Transcriptome analysis reveals disparate expression of inflammation-related miRNAs and their gene targets in iPSC-astrocytes from people with schizophrenia.

Affiliation

Akkouh IA(1), Hughes T(1), Steen VM(2), Glover JC(3), Andreassen OA(4), Djurovic S(5), Szabo A(6).
Author information:
(1)NORMENT, Institute of Clinical Medicine, University of Oslo, and Division of Mental Health and Addiction, Oslo University Hospital, Oslo, Norway; Department of Medical Genetics, Oslo University Hospital, Oslo, Norway.
(2)NORMENT, Department of Clinical Science, University of Bergen, Bergen, Norway.
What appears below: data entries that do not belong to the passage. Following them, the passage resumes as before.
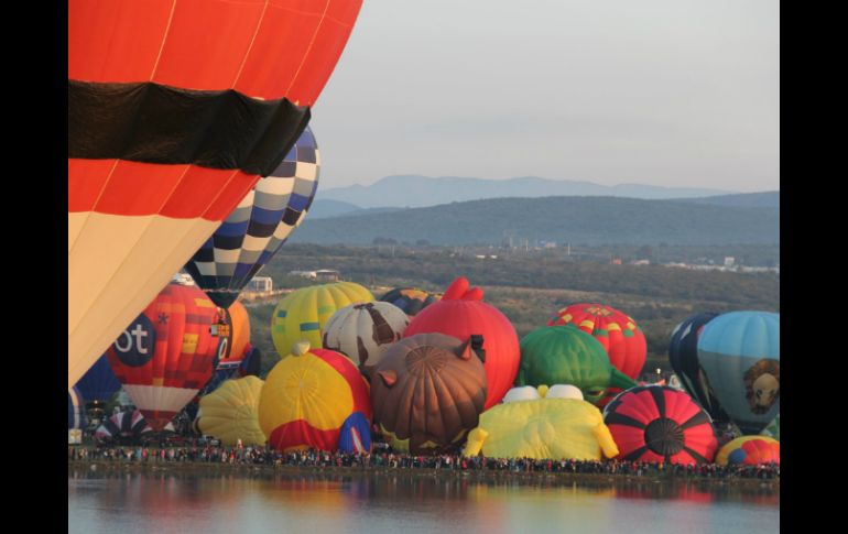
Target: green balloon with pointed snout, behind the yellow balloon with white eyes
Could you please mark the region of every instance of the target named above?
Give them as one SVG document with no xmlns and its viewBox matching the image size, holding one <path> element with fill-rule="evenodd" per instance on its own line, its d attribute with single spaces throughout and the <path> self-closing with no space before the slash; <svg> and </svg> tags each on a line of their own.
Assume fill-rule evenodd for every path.
<svg viewBox="0 0 848 534">
<path fill-rule="evenodd" d="M 597 339 L 566 326 L 536 328 L 521 340 L 521 364 L 515 385 L 572 384 L 592 404 L 604 399 L 607 388 L 626 390 L 637 385 L 609 361 Z"/>
</svg>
(3)Laboratory for Neural Development and Optical Recording
(NDEVOR), Section for Physiology, Department of Molecular Medicine, Institute of Basic Medical Sciences, University of Oslo, Oslo, Norway; Norwegian Center for Stem Cell Research, Department of Immunology and Transfusion Medicine, Oslo University Hospital, Oslo, Norway.
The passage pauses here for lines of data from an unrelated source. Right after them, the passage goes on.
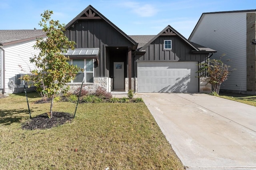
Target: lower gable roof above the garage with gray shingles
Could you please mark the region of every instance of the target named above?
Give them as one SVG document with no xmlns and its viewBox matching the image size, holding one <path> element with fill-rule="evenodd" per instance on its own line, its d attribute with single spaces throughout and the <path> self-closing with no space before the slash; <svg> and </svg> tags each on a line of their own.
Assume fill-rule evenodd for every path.
<svg viewBox="0 0 256 170">
<path fill-rule="evenodd" d="M 190 45 L 190 47 L 192 47 L 194 50 L 192 50 L 193 53 L 215 53 L 216 51 L 207 47 L 203 47 L 201 45 L 198 45 L 196 43 L 192 43 L 190 41 L 188 41 L 188 39 L 186 39 L 185 37 L 183 37 L 178 31 L 176 31 L 173 27 L 171 27 L 170 25 L 168 25 L 167 27 L 165 27 L 160 33 L 158 33 L 158 35 L 144 35 L 145 37 L 143 37 L 143 35 L 137 35 L 137 36 L 131 36 L 134 39 L 138 39 L 141 40 L 138 47 L 142 47 L 139 49 L 139 51 L 142 51 L 144 49 L 146 49 L 146 47 L 148 47 L 148 45 L 150 45 L 156 38 L 158 38 L 160 35 L 177 35 L 178 37 L 180 37 L 181 39 L 183 39 L 188 45 Z M 154 37 L 153 37 L 154 36 Z M 146 40 L 148 40 L 150 37 L 153 37 L 150 41 L 146 42 Z M 137 41 L 138 42 L 138 41 Z"/>
</svg>

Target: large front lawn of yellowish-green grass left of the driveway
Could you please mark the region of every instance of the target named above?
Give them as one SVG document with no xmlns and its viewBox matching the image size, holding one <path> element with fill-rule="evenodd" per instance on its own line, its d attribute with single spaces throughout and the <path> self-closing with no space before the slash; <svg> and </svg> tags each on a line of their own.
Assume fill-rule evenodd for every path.
<svg viewBox="0 0 256 170">
<path fill-rule="evenodd" d="M 50 107 L 32 104 L 35 95 L 28 94 L 32 117 Z M 21 129 L 29 119 L 24 96 L 0 103 L 0 169 L 184 169 L 144 103 L 79 104 L 71 123 L 34 131 Z M 54 111 L 75 107 L 54 103 Z"/>
</svg>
(4)NORMENT, Institute of Clinical Medicine, University of Oslo, and Division of Mental Health and Addiction, Oslo University Hospital, Oslo, Norway.
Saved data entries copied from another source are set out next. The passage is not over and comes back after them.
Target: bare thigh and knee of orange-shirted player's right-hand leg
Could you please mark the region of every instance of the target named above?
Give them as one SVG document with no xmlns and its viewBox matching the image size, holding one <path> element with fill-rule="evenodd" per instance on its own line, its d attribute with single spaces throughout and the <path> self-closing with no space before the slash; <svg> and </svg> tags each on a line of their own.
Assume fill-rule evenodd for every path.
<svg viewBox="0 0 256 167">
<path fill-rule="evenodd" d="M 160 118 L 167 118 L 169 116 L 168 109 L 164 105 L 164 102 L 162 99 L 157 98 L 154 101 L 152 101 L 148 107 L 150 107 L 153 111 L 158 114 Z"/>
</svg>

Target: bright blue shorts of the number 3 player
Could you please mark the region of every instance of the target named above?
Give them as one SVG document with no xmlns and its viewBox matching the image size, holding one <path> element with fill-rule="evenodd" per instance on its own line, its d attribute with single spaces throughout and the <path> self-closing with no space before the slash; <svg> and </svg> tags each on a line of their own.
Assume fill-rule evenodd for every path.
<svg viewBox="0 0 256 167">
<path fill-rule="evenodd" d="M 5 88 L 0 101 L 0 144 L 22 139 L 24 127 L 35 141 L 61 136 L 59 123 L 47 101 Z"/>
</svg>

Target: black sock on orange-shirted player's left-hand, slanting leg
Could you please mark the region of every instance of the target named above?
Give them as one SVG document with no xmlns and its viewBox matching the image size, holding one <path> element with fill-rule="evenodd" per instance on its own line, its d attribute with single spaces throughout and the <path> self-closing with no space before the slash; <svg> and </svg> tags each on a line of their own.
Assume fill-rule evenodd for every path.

(5)Department of Medical Genetics, Oslo University Hospital, Oslo, Norway; NORMENT, Department of Clinical Science, University of Bergen, Bergen, Norway. Electronic address: [Email]
(6)NORMENT, Institute of Clinical Medicine, University of Oslo, and Division of Mental Health and Addiction, Oslo University Hospital, Oslo, Norway; Department of Medical Genetics, Oslo University Hospital, Oslo, Norway. Electronic address: [Email]

Abstract

Despite the high heritability of schizophrenia (SCZ), details of its pathophysiology and etiology are still unknown. Recent findings suggest that aberrant inflammatory regulation and microRNAs (miRNAs) are involved. Here we performed a comparative analysis of the global miRNome of human induced pluripotent stem cell (iPSC)-astrocytes, derived from SCZ patients and healthy controls (CTRLs), at baseline and following inflammatory modulation using IL-1β. We identified four differentially expressed miRNAs (miR-337-3p, miR-127-5p, miR-206, miR-1185-1-3p) in SCZ astrocytes that exhibited significantly lower baseline expression relative to CTRLs. Group-specific differential expression (DE) analyses exploring possible distinctions in the modulatory capacity of IL-1β on miRNA expression in SCZ versus CTRL astroglia revealed trends toward altered miRNA expressions. In addition, we analyzed peripheral blood samples from a large cohort of SCZ patients (n = 484) and CTRLs (n = 496) screening for the expression of specific gene targets of the four DE miRNAs that were identified in our baseline astrocyte setup. Three of these genes, LAMTOR4, IL23R, and ERBB3, had a significantly lower expression in the blood of SCZ patients compared to CTRLs after multiple testing correction. We also found nominally significant differences for ERBB2 and IRAK1, which similarly displayed lower expressions in SCZ versus CTRL. Furthermore, we found matching patterns between the expressions of identified miRNAs and their target genes when comparing our in vitro and in vivo results. The current results further our understanding of the pathobiological basis of SCZ.